Will LARPing Be the Robins Downfall?
At a time when the Robins are more divided than ever, will something as innocuous as LARPing lead to their ultimate defeat?
WARNING: This article contains MAJOR spoilers for Robins #4, on sale from DC Comics now!
Since donning the colorful tights and joining Batman’s crusade against crime, the Robins have faced brutal life-ending threats every single day of their lives. Until now, they’ve managed to beat everything that’s come their way. But the newest threat to their lives is deeply personal to them and could lead to their final downfall – and all because of Live Action Role-Playing (LARPing).
LARPing, for those unaware, is a form of role-playing where players physically embody the characters they’re playing. Their actions represent their characters in imaginary settings, all in service of weaving epic narratives. In modern times, LARPs and alternate reality games (ARGs) are often must concurrently to tell one cohesive narrative. Currently, Matt Reeves’s The Batman is seemingly using an ARG to promote the film.
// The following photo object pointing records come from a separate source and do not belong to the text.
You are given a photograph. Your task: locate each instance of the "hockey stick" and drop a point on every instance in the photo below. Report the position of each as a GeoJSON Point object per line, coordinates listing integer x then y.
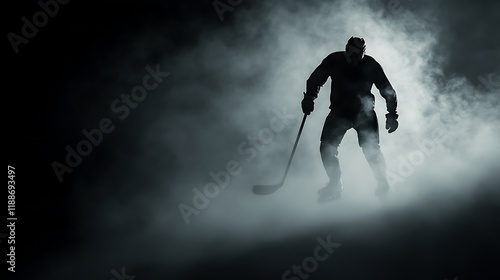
{"type": "Point", "coordinates": [269, 189]}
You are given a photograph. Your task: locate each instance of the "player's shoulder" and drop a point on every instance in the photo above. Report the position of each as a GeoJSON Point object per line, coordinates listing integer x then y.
{"type": "Point", "coordinates": [335, 56]}
{"type": "Point", "coordinates": [372, 62]}
{"type": "Point", "coordinates": [370, 59]}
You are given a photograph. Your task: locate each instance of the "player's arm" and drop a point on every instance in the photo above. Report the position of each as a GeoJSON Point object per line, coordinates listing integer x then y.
{"type": "Point", "coordinates": [314, 83]}
{"type": "Point", "coordinates": [318, 77]}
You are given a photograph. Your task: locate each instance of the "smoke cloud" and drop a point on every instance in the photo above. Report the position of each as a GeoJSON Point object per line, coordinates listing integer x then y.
{"type": "Point", "coordinates": [228, 115]}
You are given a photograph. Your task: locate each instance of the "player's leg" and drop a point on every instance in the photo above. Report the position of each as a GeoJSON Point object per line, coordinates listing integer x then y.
{"type": "Point", "coordinates": [368, 137]}
{"type": "Point", "coordinates": [334, 130]}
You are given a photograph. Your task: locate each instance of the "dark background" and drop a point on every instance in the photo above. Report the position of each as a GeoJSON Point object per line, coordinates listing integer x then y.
{"type": "Point", "coordinates": [85, 34]}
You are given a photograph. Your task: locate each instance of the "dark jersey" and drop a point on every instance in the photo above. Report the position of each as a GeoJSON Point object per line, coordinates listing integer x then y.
{"type": "Point", "coordinates": [351, 85]}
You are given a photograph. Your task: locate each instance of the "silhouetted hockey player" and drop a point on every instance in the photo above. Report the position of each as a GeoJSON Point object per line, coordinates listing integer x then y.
{"type": "Point", "coordinates": [352, 106]}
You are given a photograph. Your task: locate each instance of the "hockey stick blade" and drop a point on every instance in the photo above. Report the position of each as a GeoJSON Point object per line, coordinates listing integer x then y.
{"type": "Point", "coordinates": [266, 189]}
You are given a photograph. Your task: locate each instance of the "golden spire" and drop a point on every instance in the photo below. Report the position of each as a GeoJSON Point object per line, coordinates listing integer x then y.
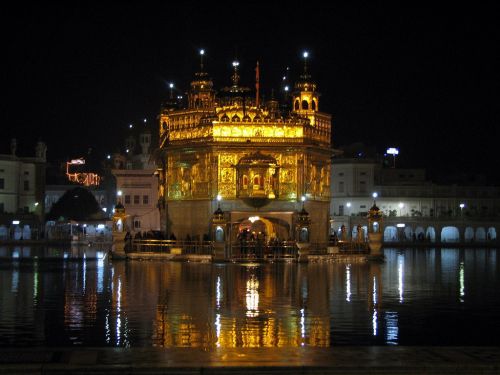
{"type": "Point", "coordinates": [257, 79]}
{"type": "Point", "coordinates": [235, 77]}
{"type": "Point", "coordinates": [202, 53]}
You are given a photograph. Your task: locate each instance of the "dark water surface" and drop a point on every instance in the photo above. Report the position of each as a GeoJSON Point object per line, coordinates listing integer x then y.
{"type": "Point", "coordinates": [415, 297]}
Robins #4 (by Tim Seeley, Baldemar Rivas, and Romulo Fajardo Jr) reveals the next step in Jenny Wren’s brutal plan to tear down the Robins from the inside out. After stopping the Robins’ warpath against Anarky and his disciples, Stephanie Brown explained coercion lay at the bottom of all these violent interactions. An immersive gaming platform made people forced to play it literally believe they were Gotham’s worst supervillains. Essentially, they were LARPing to the extreme. Worse, Brown discovers four narrative drives built explicitly for the Robins by Wren.
So far, the Robins series has been keen on reflecting on the Robins’ careers. It centers the cost of their time in the colorful tights. At their first meeting, they agreed being Robin was bad for them. Still, good or bad, their experiences bind them to one another. The main villain’s plan seeks to break those ties, making the Robins unsure in their positions as superheroes and within the Bat-Family. Showing them lives where they never underwent the trauma of being Robin furthers her agenda. If they prefer the LARP version of themselves, it leaves them wide open for a surprise attack while lost in another world. Even if only one gets lost in these alternate realities, the team is left vulnerable.
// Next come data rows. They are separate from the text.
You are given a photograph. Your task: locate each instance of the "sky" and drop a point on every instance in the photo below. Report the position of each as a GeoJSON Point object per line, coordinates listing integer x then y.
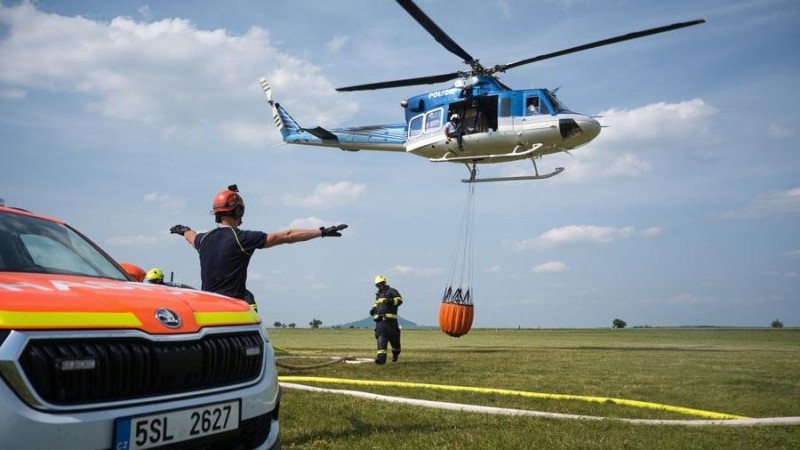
{"type": "Point", "coordinates": [124, 118]}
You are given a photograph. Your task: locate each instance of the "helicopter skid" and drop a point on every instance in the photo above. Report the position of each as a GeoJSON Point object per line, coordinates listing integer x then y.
{"type": "Point", "coordinates": [514, 155]}
{"type": "Point", "coordinates": [473, 173]}
{"type": "Point", "coordinates": [526, 177]}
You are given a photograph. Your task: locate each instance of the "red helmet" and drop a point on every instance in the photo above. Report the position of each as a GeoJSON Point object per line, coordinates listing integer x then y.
{"type": "Point", "coordinates": [228, 203]}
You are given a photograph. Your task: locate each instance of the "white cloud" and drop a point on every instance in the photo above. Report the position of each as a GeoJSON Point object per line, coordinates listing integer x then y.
{"type": "Point", "coordinates": [134, 241]}
{"type": "Point", "coordinates": [164, 201]}
{"type": "Point", "coordinates": [767, 204]}
{"type": "Point", "coordinates": [252, 134]}
{"type": "Point", "coordinates": [632, 138]}
{"type": "Point", "coordinates": [166, 73]}
{"type": "Point", "coordinates": [417, 271]}
{"type": "Point", "coordinates": [335, 44]}
{"type": "Point", "coordinates": [13, 94]}
{"type": "Point", "coordinates": [308, 222]}
{"type": "Point", "coordinates": [689, 299]}
{"type": "Point", "coordinates": [327, 195]}
{"type": "Point", "coordinates": [654, 124]}
{"type": "Point", "coordinates": [551, 267]}
{"type": "Point", "coordinates": [573, 234]}
{"type": "Point", "coordinates": [776, 131]}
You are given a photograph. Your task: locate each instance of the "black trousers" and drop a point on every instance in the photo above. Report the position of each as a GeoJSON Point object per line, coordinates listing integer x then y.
{"type": "Point", "coordinates": [387, 332]}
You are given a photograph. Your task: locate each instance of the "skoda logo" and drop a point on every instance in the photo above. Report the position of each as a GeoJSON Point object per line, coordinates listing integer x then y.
{"type": "Point", "coordinates": [168, 318]}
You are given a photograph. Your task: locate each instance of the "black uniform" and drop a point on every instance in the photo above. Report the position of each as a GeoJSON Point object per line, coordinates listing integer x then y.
{"type": "Point", "coordinates": [384, 313]}
{"type": "Point", "coordinates": [224, 256]}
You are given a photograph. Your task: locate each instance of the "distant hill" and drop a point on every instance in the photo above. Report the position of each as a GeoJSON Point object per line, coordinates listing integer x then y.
{"type": "Point", "coordinates": [367, 322]}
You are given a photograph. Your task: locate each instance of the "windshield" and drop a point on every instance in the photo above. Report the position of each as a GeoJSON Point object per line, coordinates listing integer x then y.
{"type": "Point", "coordinates": [557, 105]}
{"type": "Point", "coordinates": [34, 245]}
Rash as ever, Dick Grayson used his drive immediately. He wakes, as Agent 37 of Spyral, a life he’d left behind. In this false reality, he began to believe everything he experienced after Spyral was just a terrible dream. Writing off the Robins as bad dreams could leave him unavailable and unwilling to swing in to help his brothers and sisters in green, yellow, and red.
But much like how the loopholes in Batman’s data led to the Robins being able to take down the junior super-criminals masquerading as Gotham’s most twisted supervillains, these narrative drives might lack essential information. They reflect what Batman thinks of his family. Inevitably that perspective is flawed and biased. Given that he’s often proven not the best at dealing with his family, the programming flaws may prove quite significant.
For example, when Dick Grayson was Agent 37, it was an intensely lonely experience for him. He was farthest from the Bat-Family and his friends like Wally and Donna that he had ever been. While trauma fills the Robins’ lives, so does a love and sense of community they would never have found otherwise. A virtual experience built on Batman’s knowledge of Dick’s time with Spyral may not account for that loneliness. Thus, revisiting life as 37 may end up being as unappealing as it was the first time around. Moreover, when Grayson left Spyral, he gained a newfound understanding of what it meant to be part of the Bat-Family. As a result, he might actually leave the simulation more committed to the team than ever.
The other Robins will likely face similar situations, virtual scenarios that seem to deliver dream outcomes but are undermined with fatal flaws. To fully extract themselves from these LARPing traps, they’ll need to rely on the one thing they have over their mentor — their community. If they can’t reaffirm that bond after their alternate reality experiences, it could mean the Robins’ final flight draws nearer by the second.